Judging from the two Fukuda-Medvedev summit meetings mentioned above and some quotations from Medvedev, the high-handed and coercive remarks of his predecessor's era have all but disappeared. Yet it is still too early to judge whether this is a change in rhetoric or in substance. Prime Minister Putin's visit to Japan scheduled for this fall will be important in this regard, for the new prime minister has shown an inclination to exercise diplomatic authority as well. We must not forget, however, that the following developments were already observed under the Putin administration.

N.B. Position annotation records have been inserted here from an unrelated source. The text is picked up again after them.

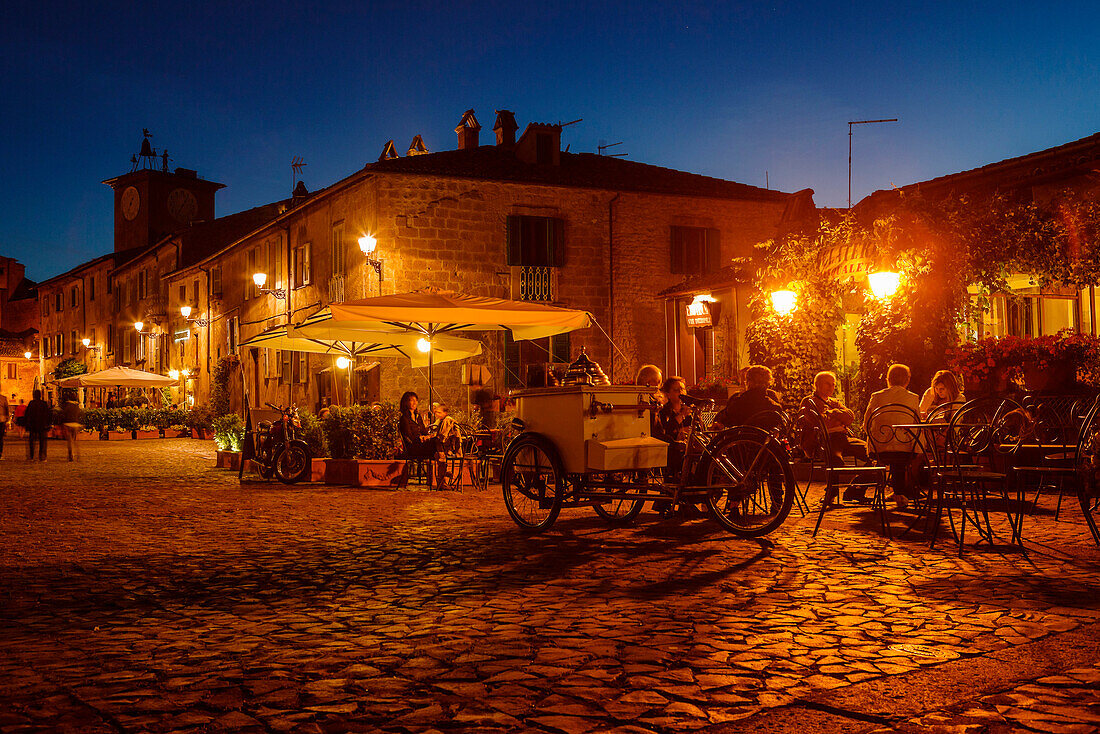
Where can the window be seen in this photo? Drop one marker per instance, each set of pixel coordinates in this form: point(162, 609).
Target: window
point(694, 250)
point(536, 241)
point(339, 250)
point(303, 272)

Firstly, Russia is striving to utilize its rich resources to enhance its high technology and improve the efficiency of its economic management as a post-resources-exporting power. In light of this strategic goal, Japan is in fact a best partner. Secondly, Russia's East-oriented policy will continue (despite Medvedev's non-Asian, European airs) given that the country's deteriorating relations with the West -- exacerbated in the last three years of Putin's reign by NATO's eastward expansion, US plans to deploy missile defense systems in former Soviet-bloc countries and Russia's understanding of democracy and human rights -- are unlikely to improve anytime soon. Thirdly, however, relations with China, the potential superpower in the East, are full of difficult problems even though they appear to be going smoothly on the surface. As the head of the Council on National Security Problem, which has maintained dialogues between Japanese and Russian experts for decades, this author has repeatedly heard worries of the Russians living near the Sino-Russian border about the eerie "osmotic pressure" of population on the Chinese side, and also about their conflicting feelings on exporting weapons to China (they want to sell weapons, but do not want to include state-of-the-art weaponry). Japan cannot be the object of such worries. In short, setting aside the territorial issue, Japan is a desirable partner for Russia in achieving both geopolitical and policy goals.

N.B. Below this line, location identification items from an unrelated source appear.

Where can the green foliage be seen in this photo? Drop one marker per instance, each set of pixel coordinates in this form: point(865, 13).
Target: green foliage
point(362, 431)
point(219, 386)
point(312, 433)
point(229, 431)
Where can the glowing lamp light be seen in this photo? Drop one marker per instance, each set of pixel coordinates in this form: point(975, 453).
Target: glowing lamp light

Therefore, even though the future of the Russian diarchy is unknowable, Japan has nothing to worry about. As long as the former and incumbent presidents of Russia acknowledge the necessity of the peace treaty in order to advance Japan-Russia relations, all Japan should do is bide its time while persistently reminding Russia of the need to resolve the territorial issue, the prerequisite for such a treaty, and of their past negotiations and achievements. The greatest danger for Japan is impatience arising from its national character.


Masamori Sase is Professor Emeritus of the National Defense Academy in Japan.
The views expressed in this piece are the author's own and should not be attributed to The Association of Japanese Institutes of Strategic Studies.